Another merit of this book is that it underscores very effectively the manner in which Neapolitan song meets modernity, emphasizing the union of the music with the consumerism of the industry of mass American popular culture. The triumphs of Italian-American musicians, indeed, cannot be explained except through their recordings and the diffusion of those recordings by way of commercial radio stations. This was a move away from the usual live broadcasting of traditional popular music that had marked Neapolitan song in Italy and was a sign of further integration of immigrants into their adopted country and of their ability to adapt. The very process of recording, according to Frasca, was a moment of integration for the Italian-American when you consider the presumably multi-ethnic make-up of personnel at the recording companies.

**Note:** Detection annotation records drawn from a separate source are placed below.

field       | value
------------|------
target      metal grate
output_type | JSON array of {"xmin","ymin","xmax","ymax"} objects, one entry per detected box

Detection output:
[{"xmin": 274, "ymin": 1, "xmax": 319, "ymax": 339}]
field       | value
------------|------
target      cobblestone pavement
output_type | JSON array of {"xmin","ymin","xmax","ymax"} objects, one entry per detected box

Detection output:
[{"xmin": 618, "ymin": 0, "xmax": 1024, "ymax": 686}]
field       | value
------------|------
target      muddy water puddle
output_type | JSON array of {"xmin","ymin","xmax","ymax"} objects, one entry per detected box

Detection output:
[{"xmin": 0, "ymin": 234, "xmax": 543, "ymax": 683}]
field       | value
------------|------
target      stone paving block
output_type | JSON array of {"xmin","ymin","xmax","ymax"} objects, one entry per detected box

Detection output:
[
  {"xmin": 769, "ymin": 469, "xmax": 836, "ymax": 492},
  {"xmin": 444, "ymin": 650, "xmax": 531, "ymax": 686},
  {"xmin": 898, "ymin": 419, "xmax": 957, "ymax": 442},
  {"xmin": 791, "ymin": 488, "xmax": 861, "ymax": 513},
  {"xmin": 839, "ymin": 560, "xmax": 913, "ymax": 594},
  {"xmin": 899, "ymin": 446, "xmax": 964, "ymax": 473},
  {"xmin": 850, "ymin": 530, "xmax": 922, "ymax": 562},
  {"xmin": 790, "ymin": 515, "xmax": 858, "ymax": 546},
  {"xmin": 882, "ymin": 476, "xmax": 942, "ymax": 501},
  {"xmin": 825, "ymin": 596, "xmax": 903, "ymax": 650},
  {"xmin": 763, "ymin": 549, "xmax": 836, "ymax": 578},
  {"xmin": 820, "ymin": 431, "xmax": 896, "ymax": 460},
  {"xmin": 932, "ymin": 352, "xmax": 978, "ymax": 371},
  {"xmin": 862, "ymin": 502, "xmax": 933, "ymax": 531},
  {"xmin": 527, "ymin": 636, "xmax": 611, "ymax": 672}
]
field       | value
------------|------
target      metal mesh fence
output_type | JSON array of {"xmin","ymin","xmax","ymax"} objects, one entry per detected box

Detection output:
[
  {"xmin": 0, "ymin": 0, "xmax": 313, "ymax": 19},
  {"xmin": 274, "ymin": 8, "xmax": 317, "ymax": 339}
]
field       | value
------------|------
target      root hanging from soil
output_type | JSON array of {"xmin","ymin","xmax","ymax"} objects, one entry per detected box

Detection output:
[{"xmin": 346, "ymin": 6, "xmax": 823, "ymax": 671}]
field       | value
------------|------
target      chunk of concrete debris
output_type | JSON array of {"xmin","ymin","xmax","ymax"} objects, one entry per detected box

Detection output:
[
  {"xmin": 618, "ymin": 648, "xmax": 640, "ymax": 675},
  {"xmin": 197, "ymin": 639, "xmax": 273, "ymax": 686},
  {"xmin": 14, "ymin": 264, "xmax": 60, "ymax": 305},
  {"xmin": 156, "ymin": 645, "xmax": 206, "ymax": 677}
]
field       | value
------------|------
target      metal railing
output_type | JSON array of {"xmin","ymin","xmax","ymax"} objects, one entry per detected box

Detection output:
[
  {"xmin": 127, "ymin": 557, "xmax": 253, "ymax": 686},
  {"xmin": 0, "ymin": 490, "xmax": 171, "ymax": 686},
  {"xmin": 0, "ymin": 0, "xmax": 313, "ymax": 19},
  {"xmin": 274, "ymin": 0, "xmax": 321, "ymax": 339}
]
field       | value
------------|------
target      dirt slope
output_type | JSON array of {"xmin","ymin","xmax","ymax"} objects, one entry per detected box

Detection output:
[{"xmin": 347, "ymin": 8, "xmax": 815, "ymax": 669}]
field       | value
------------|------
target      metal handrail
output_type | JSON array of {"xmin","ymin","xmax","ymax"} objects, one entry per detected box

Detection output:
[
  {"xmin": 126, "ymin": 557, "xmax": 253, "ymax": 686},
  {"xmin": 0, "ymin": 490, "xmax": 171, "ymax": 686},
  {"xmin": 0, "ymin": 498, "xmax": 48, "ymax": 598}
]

That last hypothesis, however, is very circumstantial and really needs to be backed up by more evidence from the author. In the same fashion, her research might have benefitted from a greater use of American historiography, such as, for example, is the case in the pages dedicated by Nancy C. Carnevaleto to the use of language by two icons of the Italian-American song, namely Eduardo Migliaccio and Louis Prima, in her recent monograph A New Language, A New World: Italian Immigrants in the United States, 1890-1945 (Urbana: University of Illinois Press, 2009). Even more perplexing is the tendency of the author to use the adjectives napoletano and italiano as if they were synonyms, given the lack of national self-perception on the part of the immigrants.
It is precisely this sense of narrow provincialism (campanilismo) brought from the land of origin to the Little Italies that might have been the springboard into a deeper investigation of the role played by Neapolitan song in the transformation of the ethnic identities of those from Italy. For example, studies by Anna Maria Martellone such as “La ‘rappresentazione’ dell’identità italo-americana: teatro e feste nelle Little Italy statunitensi” ['Representation' of Italian-American identity: theater and festivals in Little Italies in the United States] in La chioma della vittoria, edited by Sergio Bertelli [Florence: Ponte alle Grazie, 1997: 377-86] have shown how the popularity of opera music within the Italian-American community helped its members overcome such regionalism and develop an increasing sense of common Italian identity. It thus would have been interesting if Frasca had dealt as well with the influence of this music as a kind of part of popular music such as the Neapolitan song.
In spite of these points, Frasca has written a valuable book that will have its place as an indispensable reference work for any future research in the field. I hope that Frasca will sooner or later deal with the later periods of and following World War Two with the same intelligence and competence that are so evident in Birds of Passage.